Saint-Julien crut l'avoir blessée dans l'orgueil de son rang. «Pardonnez-moi, lui dit-il, je suis un sot et un insolent. Vous allez me chasser; mais je préviendrai vos ordres à cet égard: tout ce que j'aurais osé désirer était un mot de pitié avant de perdre pour jamais le bonheur de vous voir.
—Eh! mon Dieu, tu ne sais ce que tu dis, Saint-Julien. Je ne te chasserai pas, et si tu pars, ce sera bien contre mon gré. Tu me crois offensée, tu te trompes. Si je t'aimais, je te le dirais; et si je te le disais, je t'épouserais.»
Saint-Julien fut tout étourdi de ce discours, et faillit se frotter les yeux comme un homme qui vient de rêver. Mais il sentit aussi tout ce que cette franchise avait de mortifiant pour lui. Il baissa les yeux et balbutia quelques paroles.
«Allons, ne prends pas cet air désespéré. Vois-tu, Julien, tous les jeunes gens sont fats ou romanesques. Tu n'es pas fat, mais tu es romanesque; tu te crois amoureux de moi, tu ne l'es pas. Comment le serais-tu? tu ne me connais pas.
—Eh bien, Madame, s'écria Saint-Julien, vous avez raison en ceci; je ne vous connais pas, et si je vous connaissais, je serais ou radicalement guéri ou décidément incurable. Je vous aimerais au point de me brûler la cervelle, ou je vous haïrais assez pour vous fuir sans regret. Mais le fait est que je ne sais point qui vous êtes, et l'incertitude où je vis me dévore. Tantôt je vous prie dans le secret de mon cœur comme un ange de Dieu, et tantôt... oui, je vous dirai tout, tantôt je vous compare à Catherine II.

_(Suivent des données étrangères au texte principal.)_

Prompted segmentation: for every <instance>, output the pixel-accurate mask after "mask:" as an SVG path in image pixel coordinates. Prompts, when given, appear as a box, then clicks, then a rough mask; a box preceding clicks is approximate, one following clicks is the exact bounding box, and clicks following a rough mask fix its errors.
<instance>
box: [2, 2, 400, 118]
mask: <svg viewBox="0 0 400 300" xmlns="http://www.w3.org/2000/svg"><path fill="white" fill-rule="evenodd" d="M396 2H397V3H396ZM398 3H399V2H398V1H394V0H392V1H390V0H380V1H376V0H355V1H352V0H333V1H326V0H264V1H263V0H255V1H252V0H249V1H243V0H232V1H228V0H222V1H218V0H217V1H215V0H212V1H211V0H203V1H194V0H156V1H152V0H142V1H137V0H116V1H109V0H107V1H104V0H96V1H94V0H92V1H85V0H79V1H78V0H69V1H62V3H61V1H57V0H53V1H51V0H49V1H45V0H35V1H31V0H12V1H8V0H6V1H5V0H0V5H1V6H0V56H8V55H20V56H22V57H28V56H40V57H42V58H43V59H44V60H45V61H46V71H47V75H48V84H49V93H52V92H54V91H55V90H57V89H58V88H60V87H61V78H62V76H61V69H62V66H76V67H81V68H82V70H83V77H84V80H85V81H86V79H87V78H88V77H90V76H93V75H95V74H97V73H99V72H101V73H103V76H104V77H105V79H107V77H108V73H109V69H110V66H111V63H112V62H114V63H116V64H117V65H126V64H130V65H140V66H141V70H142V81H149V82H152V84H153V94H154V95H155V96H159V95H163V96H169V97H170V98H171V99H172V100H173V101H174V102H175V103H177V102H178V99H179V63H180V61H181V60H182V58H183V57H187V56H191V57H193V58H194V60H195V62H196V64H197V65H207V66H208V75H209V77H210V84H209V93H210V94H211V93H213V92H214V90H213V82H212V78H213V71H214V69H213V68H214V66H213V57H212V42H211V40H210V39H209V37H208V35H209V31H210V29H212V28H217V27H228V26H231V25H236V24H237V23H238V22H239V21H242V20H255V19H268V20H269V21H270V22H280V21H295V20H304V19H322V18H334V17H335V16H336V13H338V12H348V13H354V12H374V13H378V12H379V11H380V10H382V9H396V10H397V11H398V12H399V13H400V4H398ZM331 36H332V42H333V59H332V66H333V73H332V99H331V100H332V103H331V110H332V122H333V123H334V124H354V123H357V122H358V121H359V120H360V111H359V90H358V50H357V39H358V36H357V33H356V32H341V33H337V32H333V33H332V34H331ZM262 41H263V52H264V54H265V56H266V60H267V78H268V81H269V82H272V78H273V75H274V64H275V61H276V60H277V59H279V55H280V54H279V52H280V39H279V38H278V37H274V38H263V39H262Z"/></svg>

—Sauf les meurtres, les empoisonnements et autres misères semblables, qui, après tout, ne constitueraient pas une grande différence, dit la princesse avec une froide ironie.» Alors, prenant son éventail de plumes, elle s'assit en ajoutant avec un calme dérisoire: «Continuez, monsieur le comte, j'écoute votre harangue.»
—Raillez-moi, méprisez-moi, dit Julien au désespoir, vous avez raison; traitez-moi comme un fou, je le suis. Et que m'importe votre colère? que m'importe votre mépris? Au moment de vous perdre à jamais, et ne risquant plus rien, je puis bien tout vous dire.